McCullough and his team added that the Commerce Department “failed to support its determination with substantial evidence and engaged in arbitrary decision-making.”
As a result, they argue that the Commerce Department misapplied the standard, which resulted in the implementation of tariffs.
“The provision of U.S. law that permitted the Commerce Department to find that subsidies received by olive growers benefited the processors of those olives, the ripe olive producers themselves, was inconsistent as such with the SCM [Subsidies and Countervailing Measures] agreement,” McCullough said.

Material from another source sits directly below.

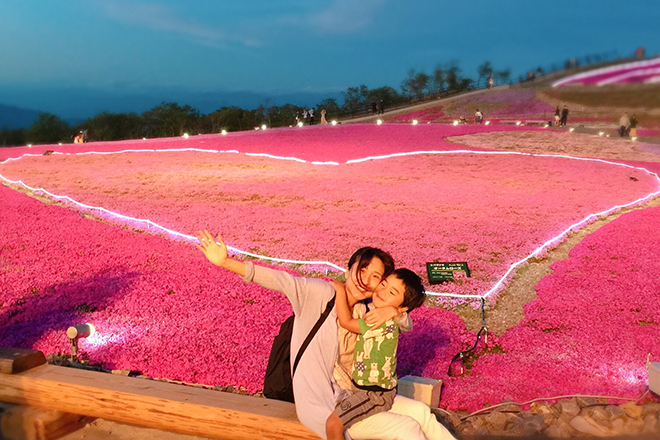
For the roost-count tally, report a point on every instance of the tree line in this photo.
(172, 119)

“When you have an ‘as such’ finding about a statute, it means that the statute has to be changed,” he added. “I think that is one of the key controversies now and will be the subject of that [WTO] compliance proceeding.”
As a result of what McCullough believes is the Commerce Department’s misinterpretation of the standard and misapplication of the statutory provision, there would be no subsidy margin.
“In other words, the level of subsidization would’ve been de minimis, which is the equivalent of zero, and if that had been the result, then the case would’ve been terminated,” he said.
The termination of the case would remove the Commerce Department’s legal basis for its countervailing duties because, “in terms of injury, the imports issue would’ve been found not subsidized,” McCullough said.
If McCullough and the Spanish table olive producers win their appeal, the CVD tariffs could be voided. This may resolve the specific measure at issue in the E.U.’s compliance complaint (the duties on ripe olives) but would not resolve the ‘as such’ finding, which would require the U.S. Congress to change the law to become consistent with the SCM agreement.
Arguments in Washington, D.C., are set to begin later this year.